The man was at the end of a rope that had included five other people, said John Krambrink, the park’s chief ranger.
Rescuers saved the other five, who probably were going to spend the night on the mountain with rescuers, authorities said.
Their injuries were not considered serious enough for the five to be taken out by helicopter.
Of most concern was the woman suffering from severe hypothermia, which can be life-threatening.
A rescue team was digging in for the night out of the line of avalanches, Krambrink said.
Six climbers escaped uninjured. They stopped their slide by sticking ice axes in the snow, Walkinshaw said.

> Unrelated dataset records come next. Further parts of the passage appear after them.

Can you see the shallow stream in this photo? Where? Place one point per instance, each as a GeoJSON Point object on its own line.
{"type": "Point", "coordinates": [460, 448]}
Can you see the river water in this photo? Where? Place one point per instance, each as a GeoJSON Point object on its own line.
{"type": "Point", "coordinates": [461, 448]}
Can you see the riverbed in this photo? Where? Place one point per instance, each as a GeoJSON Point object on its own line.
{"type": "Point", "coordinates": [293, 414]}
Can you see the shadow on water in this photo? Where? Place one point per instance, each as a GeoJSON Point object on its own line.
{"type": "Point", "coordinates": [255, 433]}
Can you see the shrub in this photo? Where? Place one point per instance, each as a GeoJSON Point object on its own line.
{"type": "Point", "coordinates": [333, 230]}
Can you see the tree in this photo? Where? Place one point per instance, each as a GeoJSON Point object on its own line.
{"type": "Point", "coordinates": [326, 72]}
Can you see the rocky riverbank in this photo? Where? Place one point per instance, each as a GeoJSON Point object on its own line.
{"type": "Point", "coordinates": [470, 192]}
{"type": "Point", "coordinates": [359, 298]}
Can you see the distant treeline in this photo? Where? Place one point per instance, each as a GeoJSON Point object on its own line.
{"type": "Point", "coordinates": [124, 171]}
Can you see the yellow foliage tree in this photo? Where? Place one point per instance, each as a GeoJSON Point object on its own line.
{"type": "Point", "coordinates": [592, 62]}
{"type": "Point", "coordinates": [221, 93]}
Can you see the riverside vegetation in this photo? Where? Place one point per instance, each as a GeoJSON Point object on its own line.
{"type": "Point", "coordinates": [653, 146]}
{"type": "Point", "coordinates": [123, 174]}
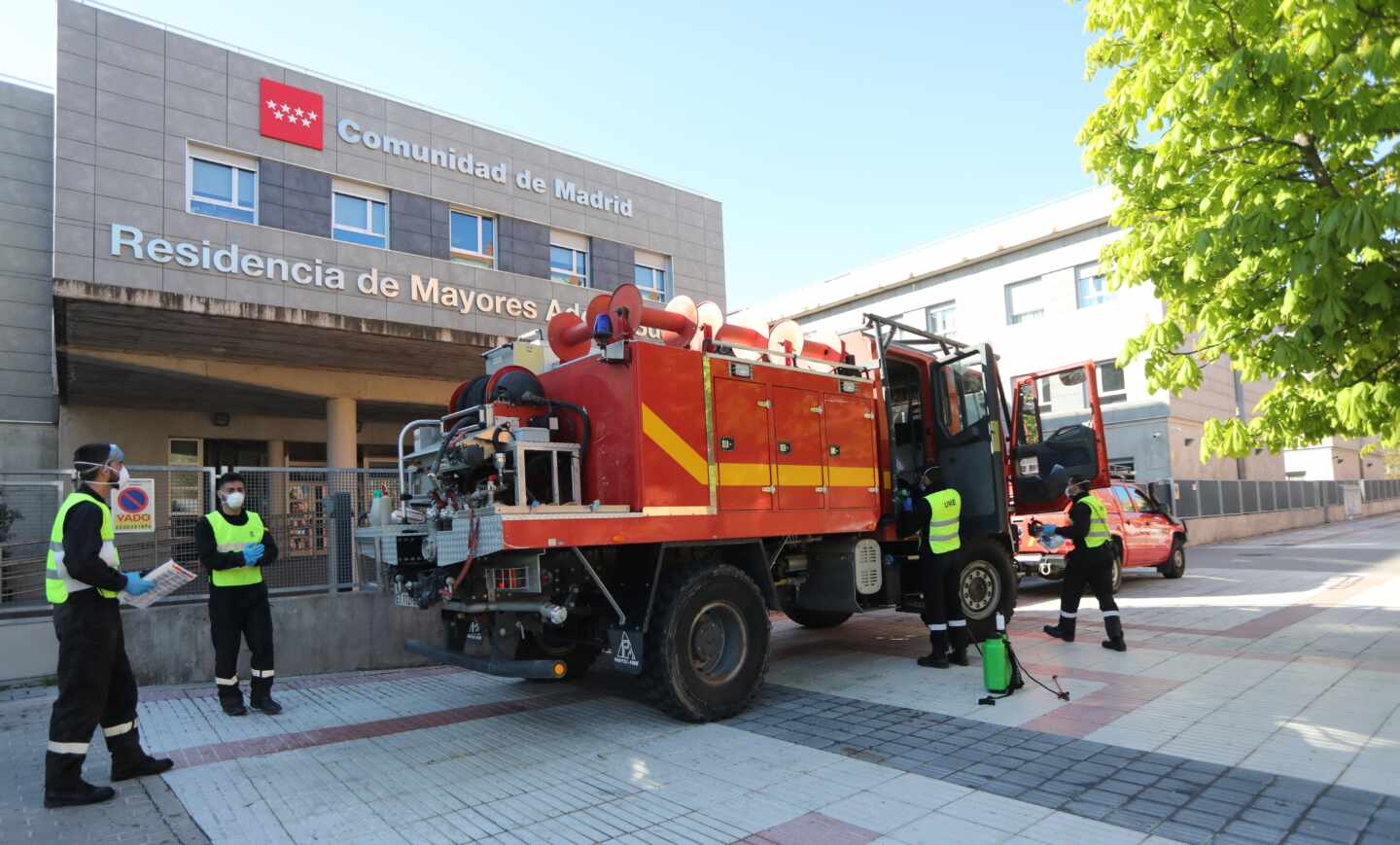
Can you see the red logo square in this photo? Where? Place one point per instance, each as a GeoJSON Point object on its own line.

The avalanche, which an ice fall may have set off, occurred in the afternoon as two groups of climbers were coming down from the mountain summit, Walkinshaw said.
The slide was most likely a slowmoving, “point release” avalanche that loped along at a jog-like pace, said Phil Ohl, an experienced hiker who has also ascended Rainier.
It was slow-moving but powerful.
“The avalanche swept six of them off Disappointment Cleaver,” Walkinshaw said.
The man hanging by a rope was at the cleaver, a giant rock outcropping that separates the Emmons and Ingraham glaciers.
Each group - made up of six climbers - was roped together.
The wife of disabled climber Peter Rieke, who is ascending the mountain by a vehicle he operates with his arms, saw a team of climbers falling over the cleaver, Krambrink said.
She notified park officials by cellular telephone.
Park rangers, several professional climbing guides and other mountain rescue crews - perhaps at least 20 people - were involved in rescue attempts.